On September 29, 2017 NewCSI filed a Supplemental Motion in the United States District Court for the Western District of Texas, Austin Division, seeking $629 in attorneys’ fees. The Company opposed this motion but the magistrate judge issued a report and recommendation on November 17, 2017 recommending an award of fees in the amount of $606. The Company has filed an objection with the trial judge to the magistrate’s report and recommendation and awaits a ruling. The Company has fully reserved the amount of the magistrate’s report and recommendation.

The Company intends to aggressively assert its defenses in the remaining portion of the proceedings with NewCSI. Nevertheless, there can be no assurance that the outcome of this legal fees determination will be favorable to the Company.
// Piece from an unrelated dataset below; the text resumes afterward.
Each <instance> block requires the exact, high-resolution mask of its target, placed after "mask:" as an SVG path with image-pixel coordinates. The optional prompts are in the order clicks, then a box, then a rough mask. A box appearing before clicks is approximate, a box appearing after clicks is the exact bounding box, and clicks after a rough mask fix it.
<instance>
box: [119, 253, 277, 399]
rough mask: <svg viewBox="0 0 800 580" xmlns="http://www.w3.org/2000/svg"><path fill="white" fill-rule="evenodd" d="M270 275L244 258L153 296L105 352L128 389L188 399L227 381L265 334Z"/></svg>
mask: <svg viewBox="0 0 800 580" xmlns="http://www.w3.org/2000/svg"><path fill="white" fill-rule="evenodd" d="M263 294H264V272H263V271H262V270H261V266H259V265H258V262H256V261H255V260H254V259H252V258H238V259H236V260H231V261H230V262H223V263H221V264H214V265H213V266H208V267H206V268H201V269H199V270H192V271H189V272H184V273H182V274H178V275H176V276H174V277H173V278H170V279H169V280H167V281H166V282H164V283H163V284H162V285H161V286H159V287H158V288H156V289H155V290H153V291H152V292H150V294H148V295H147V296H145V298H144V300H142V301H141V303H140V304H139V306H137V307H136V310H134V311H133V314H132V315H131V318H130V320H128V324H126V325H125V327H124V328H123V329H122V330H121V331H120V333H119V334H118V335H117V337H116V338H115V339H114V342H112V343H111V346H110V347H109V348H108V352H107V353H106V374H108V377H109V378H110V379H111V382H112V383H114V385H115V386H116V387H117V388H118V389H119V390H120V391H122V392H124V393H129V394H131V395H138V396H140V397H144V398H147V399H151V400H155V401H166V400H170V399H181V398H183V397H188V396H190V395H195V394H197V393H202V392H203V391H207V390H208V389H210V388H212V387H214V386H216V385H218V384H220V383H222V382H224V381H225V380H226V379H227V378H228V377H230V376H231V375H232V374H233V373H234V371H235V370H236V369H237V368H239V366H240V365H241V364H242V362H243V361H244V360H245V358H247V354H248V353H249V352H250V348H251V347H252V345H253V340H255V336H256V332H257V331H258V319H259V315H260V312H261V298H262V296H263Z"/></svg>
Staffing 360 Solutions, Inc. v. Former Officers of Staffing 360 Solutions, Inc.

On November 13, 2015, in a separate proceeding, the Company initiated an arbitration proceeding before JAMS against three former officers of the Company.  In its demand for arbitration and statement of claim, the Company alleged that these individuals breached their employment agreements with the Company and the fiduciary duties each owed to the Company.  The three respondents responded with a counterclaim alleging wrongful termination and have moved to dismiss the arbitration, as well as moved for severance in relation to the remainder of their contracts. On July 20, 2016, the arbitrator decided in favor of both of the respondents’ motions.  Further on September 21, 2016 the arbitrator rendered the final award, which was set at $1,433.   The former officers brought an action in US District Court in New York City under the caption Dealy, et al. v. Staffing 360 Solutions, Inc., requesting that the Court convert this arbitration award into a judgment. On July 11, 2017, the Court entered an order confirming the arbitrator’s award and granting judgement against the Company. In August 2017, the Company paid $1,582 in full satisfaction of this matter. 

Other Matters

On February 17, 2016, a previous law firm filed suit in the Supreme Court of the State of New York alleging that the Company owes $759, for legal services rendered. The Company disagreed with the quantity and quality of legal services provided by the firm to the Company. On March 17, 2016, the Company reached a settlement with the law firm in the amount of $505 to be paid in equal installments over 24 months beginning April 2016. The final payment was made on March 1, 2018.